Baby Names: Does Spelling Count?

“Everybody has such weird names these days,” says Steve Martin’s character in the movie “L.A. Story.”

He’s relieved when he finally meets Sandy, a girl with a normal name (played by Sarah Jessica Parker).

Then she spells it for him: “Big S, small a, small n, big D, small e, big e and then there’s a little star at the end,” SanDeE*explains.

That was nearly 20 years ago and name spellings have gotten increasingly creative since then. Some parents strive to create a memorable spelling for their baby’s name, while others are irritated by the popularity of kree8tive spellings.

I’ve know of kids named Christen, Madelynn, Jayde, Cayleigh, and Kady. I’ve even heard of a Zachary who spells his name Xaqueri and a Shayla who goes by Xela.

But I can’t complain. I named my older Jesse, using what some folks might call the boy’s spelling.  And my younger daughter’s middle name is Shaye, which we pretty much made up on the spot. Not surprisingly, neither Jesse nor Shaye are featured on Babble’s list of baby names for girls.
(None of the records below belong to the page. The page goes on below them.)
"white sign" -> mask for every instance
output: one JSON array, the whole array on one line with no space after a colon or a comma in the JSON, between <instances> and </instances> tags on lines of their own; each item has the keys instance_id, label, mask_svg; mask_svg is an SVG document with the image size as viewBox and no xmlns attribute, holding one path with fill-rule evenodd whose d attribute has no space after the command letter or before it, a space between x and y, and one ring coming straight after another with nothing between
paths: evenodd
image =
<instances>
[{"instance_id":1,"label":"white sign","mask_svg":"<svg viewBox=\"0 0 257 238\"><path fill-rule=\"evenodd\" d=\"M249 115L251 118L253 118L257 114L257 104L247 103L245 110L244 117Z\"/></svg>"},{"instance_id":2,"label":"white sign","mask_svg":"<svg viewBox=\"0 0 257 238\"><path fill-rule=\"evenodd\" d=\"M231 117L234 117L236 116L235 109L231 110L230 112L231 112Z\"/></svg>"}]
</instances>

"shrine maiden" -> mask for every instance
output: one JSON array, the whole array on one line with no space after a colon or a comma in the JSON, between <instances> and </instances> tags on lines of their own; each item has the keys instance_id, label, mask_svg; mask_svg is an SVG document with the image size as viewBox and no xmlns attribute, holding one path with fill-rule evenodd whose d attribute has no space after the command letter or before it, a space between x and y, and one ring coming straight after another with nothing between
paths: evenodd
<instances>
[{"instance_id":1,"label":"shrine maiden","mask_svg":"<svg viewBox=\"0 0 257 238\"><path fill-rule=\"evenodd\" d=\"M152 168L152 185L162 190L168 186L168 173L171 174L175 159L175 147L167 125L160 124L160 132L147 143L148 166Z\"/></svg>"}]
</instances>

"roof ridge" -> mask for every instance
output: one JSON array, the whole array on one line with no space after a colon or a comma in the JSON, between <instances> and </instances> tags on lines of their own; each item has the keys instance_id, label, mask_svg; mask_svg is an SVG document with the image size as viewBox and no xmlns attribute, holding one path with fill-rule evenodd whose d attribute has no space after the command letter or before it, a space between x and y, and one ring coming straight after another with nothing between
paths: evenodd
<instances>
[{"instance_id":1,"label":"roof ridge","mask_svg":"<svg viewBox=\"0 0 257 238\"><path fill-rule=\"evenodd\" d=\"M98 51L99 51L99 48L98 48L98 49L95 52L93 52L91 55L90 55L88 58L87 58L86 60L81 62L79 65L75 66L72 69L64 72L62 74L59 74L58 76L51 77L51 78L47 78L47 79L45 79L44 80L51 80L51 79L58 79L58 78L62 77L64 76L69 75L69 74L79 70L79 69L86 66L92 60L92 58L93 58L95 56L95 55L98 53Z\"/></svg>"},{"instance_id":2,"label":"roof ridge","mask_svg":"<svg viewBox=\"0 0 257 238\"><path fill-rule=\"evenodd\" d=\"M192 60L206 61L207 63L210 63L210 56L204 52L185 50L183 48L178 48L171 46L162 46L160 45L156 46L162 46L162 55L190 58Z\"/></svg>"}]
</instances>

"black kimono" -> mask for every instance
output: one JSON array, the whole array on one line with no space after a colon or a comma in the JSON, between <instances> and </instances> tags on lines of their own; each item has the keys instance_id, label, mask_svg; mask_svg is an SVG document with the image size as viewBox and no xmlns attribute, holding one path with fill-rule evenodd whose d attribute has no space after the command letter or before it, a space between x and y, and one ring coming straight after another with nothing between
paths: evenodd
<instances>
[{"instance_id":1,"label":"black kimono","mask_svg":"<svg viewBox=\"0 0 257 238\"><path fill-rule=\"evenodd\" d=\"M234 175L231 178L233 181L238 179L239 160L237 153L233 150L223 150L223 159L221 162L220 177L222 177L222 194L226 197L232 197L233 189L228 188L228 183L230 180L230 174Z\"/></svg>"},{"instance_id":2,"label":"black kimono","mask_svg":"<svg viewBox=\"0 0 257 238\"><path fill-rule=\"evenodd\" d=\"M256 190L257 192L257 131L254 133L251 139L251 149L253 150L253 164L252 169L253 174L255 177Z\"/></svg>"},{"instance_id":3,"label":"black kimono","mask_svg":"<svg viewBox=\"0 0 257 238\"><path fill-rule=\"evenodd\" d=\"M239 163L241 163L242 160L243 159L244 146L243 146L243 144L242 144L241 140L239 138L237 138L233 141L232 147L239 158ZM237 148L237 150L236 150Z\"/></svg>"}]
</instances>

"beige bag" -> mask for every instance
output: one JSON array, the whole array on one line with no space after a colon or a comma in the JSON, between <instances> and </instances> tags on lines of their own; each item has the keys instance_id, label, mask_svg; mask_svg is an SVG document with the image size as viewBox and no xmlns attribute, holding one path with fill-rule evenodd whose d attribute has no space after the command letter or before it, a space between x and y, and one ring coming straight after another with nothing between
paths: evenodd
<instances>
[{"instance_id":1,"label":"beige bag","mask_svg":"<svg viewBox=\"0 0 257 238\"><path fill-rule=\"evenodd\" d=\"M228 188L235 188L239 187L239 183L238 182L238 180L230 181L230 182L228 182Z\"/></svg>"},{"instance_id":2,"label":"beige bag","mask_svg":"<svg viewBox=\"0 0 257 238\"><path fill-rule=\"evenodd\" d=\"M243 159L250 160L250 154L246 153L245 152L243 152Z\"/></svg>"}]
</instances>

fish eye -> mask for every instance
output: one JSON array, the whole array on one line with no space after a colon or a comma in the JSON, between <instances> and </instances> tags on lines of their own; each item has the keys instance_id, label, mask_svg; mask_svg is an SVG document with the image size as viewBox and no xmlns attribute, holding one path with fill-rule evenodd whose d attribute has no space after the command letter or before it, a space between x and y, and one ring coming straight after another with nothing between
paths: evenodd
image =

I never thought of myself as someone who would spell my kids’ name creatively, but we liked the names, so we went with them.

But not everybody is so tolerant of kreatyv misspellings.

“Parents shouldn’t impose cryptic, incoherent or foolish spellings on their own children, nor on society as a whole,” wrote author Paul Schmitberger in The New York Times’ “Complaint Box” column last month. Schmitberger’s rant was inspired by a birth announcement for a baby named Madicyn.

Over at CafeMom, Michele Zipp defends unusual name spellings saying the world would be boring if everyone spelled their names the same way.

“Why does anyone have to abide by some name rulebook that doesn’t exist?” asks Zipp.

Schmitberger blames the trend in creative name spellings on parents who want their child to feel “special and unique” with their “special, uniquely spelled name.”

Despite favoring Jesse and Shaye, in general, I’d say I fall on the side of classic name spelling — mostly to spare the kid a lifetime of spelling their name. Then again, nowadays, having an unusual name or a popular name spelled in a distinctive way isn’t so unusual.

What do you think? Should it be Brittany, Britnee, Britany, Brittney or none of the above? Are unusual spellings charming or annoying?